A team of MIT researchers thought there might be something worth keeping, and now say they have successfully recycled materials from spent batteries to create long-lasting, clean-running solar panels.
Recent solar cell research has included the use of perovskite – its formal name is “organolead halide perovskite” – which has been tweaked to the point where its efficiency in turning solar energy into electricity is nearly competitive with conventional solar cells.
“It went from initial demonstrations to good efficiency in less than two years,” team member Angela M. Belcher, the W.M. Keck Professor of Energy at MIT, told MIT News. Already, perovskite-based photovoltaic cells have achieved power-conversion efficiency of more than 19 percent, which is close to that of many commercial silicon-based solar cells, whose efficiency is around 25 percent.
Until now there’s been one serious liability to using perovskite technology: It uses lead, whose extraction from ores can produce toxic residues. But converting used automotive batteries for use in photovoltaic cells can keep their toxins out of landfills and, simultaneously, produce electric power for decades after they were thought to have been rendered useless.
In their paper published in the journal Energy and Environmental Science, a team led by Belch and Paula T. Hammond explains that the perovskite photovoltaic material is formed into a thin film no thicker than a microcrometer – one millionth of a meter.

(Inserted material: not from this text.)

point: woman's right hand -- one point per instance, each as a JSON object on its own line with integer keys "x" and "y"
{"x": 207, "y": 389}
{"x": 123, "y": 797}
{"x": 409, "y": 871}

The lead recycled from just one recycled car battery could be used to provide solar power to 30 households.
Producing perovskite solar cells is fairly simple and not hazardous. “It has the advantage of being a low-temperature process, and the number of steps is reduced” compared with the manufacture of conventional solar cells, according to Belcher.
Another member of the team, Po-Yen Chen, an MIT graduate student, adds that this simple process will help make it “easy to get to large scale cheaply.”
Recycling used car batteries isn’t a new idea, but until now, about 90 percent are recycled into new car batteries. But that practice will diminish and perhaps even die out as automakers opt for different batteries for their cars. Using lead batteries for solar panels will give them new life.
As for lead in the solar panels themselves, Chen says it would be encapsulated with protective coatings to prevent environmental contamination, just as conventional cells are protected. When the solar panels are retired, she says, their lead can again be recycled into new solar panels.